Christine: I am deeply honoured and anxious to be invited to speak at Oxford! As someone who was born the 13th child to a poor, working-class family that survived colonization, division, war, dictatorship and migration – and barely made it to university – I never dreamed I’d speak at Oxford! But it is even more meaningful to know that I’ll be speaking at this lecture series named after Cyril Foster, a candy shop owner who bequeathed his sweet fortune to advancing peace. It reminds us that everyone can – and must – contribute to building a more peaceful world.

Dan: I am both humbled and encouraged. I never imagined having the opportunity to speak at Oxford on any topic. Being invited to speak with Christine Anh on the need to make peace with North Korea tells me that there is hope that our combined efforts will make a difference. The prestigious lecture is a major opportunity to gain visibility and support for the pursuit of reduced risk and improved human conditions on the Korean Peninsula.

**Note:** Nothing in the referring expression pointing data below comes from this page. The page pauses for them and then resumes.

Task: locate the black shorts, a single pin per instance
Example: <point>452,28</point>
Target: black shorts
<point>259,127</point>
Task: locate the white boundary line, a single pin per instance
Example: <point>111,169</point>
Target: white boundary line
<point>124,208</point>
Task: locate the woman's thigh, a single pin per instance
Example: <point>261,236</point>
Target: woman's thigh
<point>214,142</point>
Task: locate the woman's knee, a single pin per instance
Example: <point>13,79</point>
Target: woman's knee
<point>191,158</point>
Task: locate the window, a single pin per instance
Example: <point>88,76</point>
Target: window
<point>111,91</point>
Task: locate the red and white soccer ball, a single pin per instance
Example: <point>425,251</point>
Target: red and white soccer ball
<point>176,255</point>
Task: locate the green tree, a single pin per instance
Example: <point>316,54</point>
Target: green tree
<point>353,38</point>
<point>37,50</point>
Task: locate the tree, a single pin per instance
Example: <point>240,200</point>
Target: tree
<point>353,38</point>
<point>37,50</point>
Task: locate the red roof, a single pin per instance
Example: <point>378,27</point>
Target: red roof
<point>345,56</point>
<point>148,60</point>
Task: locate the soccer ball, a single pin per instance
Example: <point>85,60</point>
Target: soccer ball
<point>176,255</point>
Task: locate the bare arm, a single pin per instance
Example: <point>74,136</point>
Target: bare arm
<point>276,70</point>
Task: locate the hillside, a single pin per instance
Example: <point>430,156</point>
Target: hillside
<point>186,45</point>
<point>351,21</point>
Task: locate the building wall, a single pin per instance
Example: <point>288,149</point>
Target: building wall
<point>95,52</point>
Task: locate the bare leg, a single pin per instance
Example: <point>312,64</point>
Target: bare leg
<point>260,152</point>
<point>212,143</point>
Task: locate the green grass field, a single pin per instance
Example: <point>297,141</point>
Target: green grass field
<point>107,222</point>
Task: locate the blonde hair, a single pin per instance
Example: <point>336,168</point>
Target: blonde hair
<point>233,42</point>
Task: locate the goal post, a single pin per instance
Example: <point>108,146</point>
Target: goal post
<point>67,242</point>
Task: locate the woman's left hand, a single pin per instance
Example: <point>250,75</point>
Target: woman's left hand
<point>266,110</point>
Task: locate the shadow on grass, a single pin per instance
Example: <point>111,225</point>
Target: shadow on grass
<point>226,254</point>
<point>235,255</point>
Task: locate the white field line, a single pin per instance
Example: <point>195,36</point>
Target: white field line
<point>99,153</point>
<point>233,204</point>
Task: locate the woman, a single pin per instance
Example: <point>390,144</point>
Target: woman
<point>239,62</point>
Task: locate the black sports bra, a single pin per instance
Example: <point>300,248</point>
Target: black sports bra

Can you tell us a little more about the subject of this year’s lecture? 

 

Christine: This year – 2025 – marks the 80th anniversary of Korea’s division by Cold War powers. In 1945, two U.S. officers from the Truman administration tore a page from The National Geographic and drew a line across the 38th parallel – and that is literally how Korea was divided, without any input from a single Korean who had just survived 35 years of brutal Japanese colonization. As a Korean American, knowing this tragic history and the grave costs of this still unresolved Korean War, a decade ago, I led 30 women peacemakers, including Nobel Peace Laureates, across the Demilitarized Zone for peace. The theme – Making Peace with North Korea – is about empowering more people to take action for peace, especially women, because we cannot simply rely on those who hold political power, because they have failed to do so for more than three generations. 

Dan: There are practical steps that the U.S. government can and must take now to begin breaking the dangerous stalemate existent since the Armistice was signed in 1953.

Image of two women embracing

Why is this such an important topic and what is its relevance to us today?

Dan: North Korea has the nuclear weapons, delivery means, and first-use doctrine that make an accidental or intentional genuine possibility. Kim Jong-un has seen US policy since the failed summitry with President Trump as wholly hostile and therefore ceased all official contact with the U.S. government.  We know that the risk of nuclear war with Korea is real; the suffering of ordinary North Koreans is also real; the policies of the last 30+ years have failed to reduce risk or alleviate suffering, and we must find an alternate approach; one option is to address the pre-existing condition, the state of war existent since the war started in 1950 and not ended by the Armistice Agreement.

Christine: We are witnessing a dangerous “New Cold War” against China, Russia and North Korea that could trigger WWIII. With the fall of the Berlin Wall, the disintegration of the Soviet Union, and normalization of relations with China, the Cold War almost thawed, except it remained frozen on the Korean Peninsula. The unresolved Korean War is at the root and given the rapidly changing political situation in South Korea, the possible end of the Russia-Ukraine War, and the Trump administration’s approach to its longstanding allies, we are in a new frontier with both great danger and possibility on the Korean Peninsula. Ordinary people, especially those who are disproportionately impacted by war and conflict like women, must have a voice and contribute to peacebuilding. The shaping of foreign policy must not just be at the hands of the political elite when it has major implications for everyone, especially in empires like Great Britain and the United States where domestic conditions are impacted by maintaining an aggressive military posture.